As West Virginia works to safeguard nearly 6,000 children in foster care, lawmakers are weighing proposed changes to child welfare policy.
“It’s all about the safety for the kids and to guarantee and ensure that the parents are doing what they tell the courts they’re doing,” said Del. Scot Heckert, R-Wood.
Heckert is sponsoring House Bill 5214, which would require parents involved in substantiated abuse and neglect cases to pass a drug test before they can reunite with their children.
While courts or treatment programs already order drug testing in many cases, the bill would establish it as a statutory requirement.
“So how would this work for somebody who is maybe in drug recovery?” Heckert said. “Well, if you’re in drug recovery you should be going to classes and getting randomly tested to begin with. And the one thing about people that are in true recovery that I have found being in this is they hold themselves and their peers more accountable and they expect to be drug tested and to show that they’re doing what they want to do.”
The bill would also require testing for kratom, a legal but unregulated herbal substance capable of producing opioid- and stimulant-like effects.
“What we’re hearing is the people that are going through recovery or that have problems, they’re using kratom to bypass the system because right now it’s not tested for,” Heckert said.

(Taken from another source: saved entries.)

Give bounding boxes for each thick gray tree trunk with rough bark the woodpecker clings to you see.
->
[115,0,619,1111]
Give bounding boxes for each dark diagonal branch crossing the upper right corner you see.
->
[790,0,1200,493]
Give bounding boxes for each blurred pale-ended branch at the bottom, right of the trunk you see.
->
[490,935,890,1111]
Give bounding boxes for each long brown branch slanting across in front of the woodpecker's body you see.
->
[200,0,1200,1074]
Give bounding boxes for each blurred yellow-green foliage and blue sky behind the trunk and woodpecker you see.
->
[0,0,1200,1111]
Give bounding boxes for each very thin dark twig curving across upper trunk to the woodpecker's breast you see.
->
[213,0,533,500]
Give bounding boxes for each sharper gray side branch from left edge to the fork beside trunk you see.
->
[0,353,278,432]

Over the past year, referrals to the West Virginia Child Advocacy Network for suspected drug endangerment have reached four times the national average.
“West Virginia has been the epicenter of the opioid epidemic,” executive director of the West Virginia Child Advocacy Network Shiloh Woodard said. “As I mentioned earlier, we’ve made incredible strides forward with addressing the effects of the opioid epidemic. But there are lingering effects, and we see that at the granular familial level. Kids are still struggling with the effects of the crisis.”
Woodard emphasized that while protecting children from substance misuse remains essential, reunification decisions must consider the full scope of a family’s situation.
“We always have to look at families holistically and recognize all of the factors that might be putting a child at risk in their home environment, not just whether there’s drug misuse or there’s a drug-endangered element to the home,” she said.
The legislation cleared the House Judiciary Committee on Friday and will now move to the full House for consideration.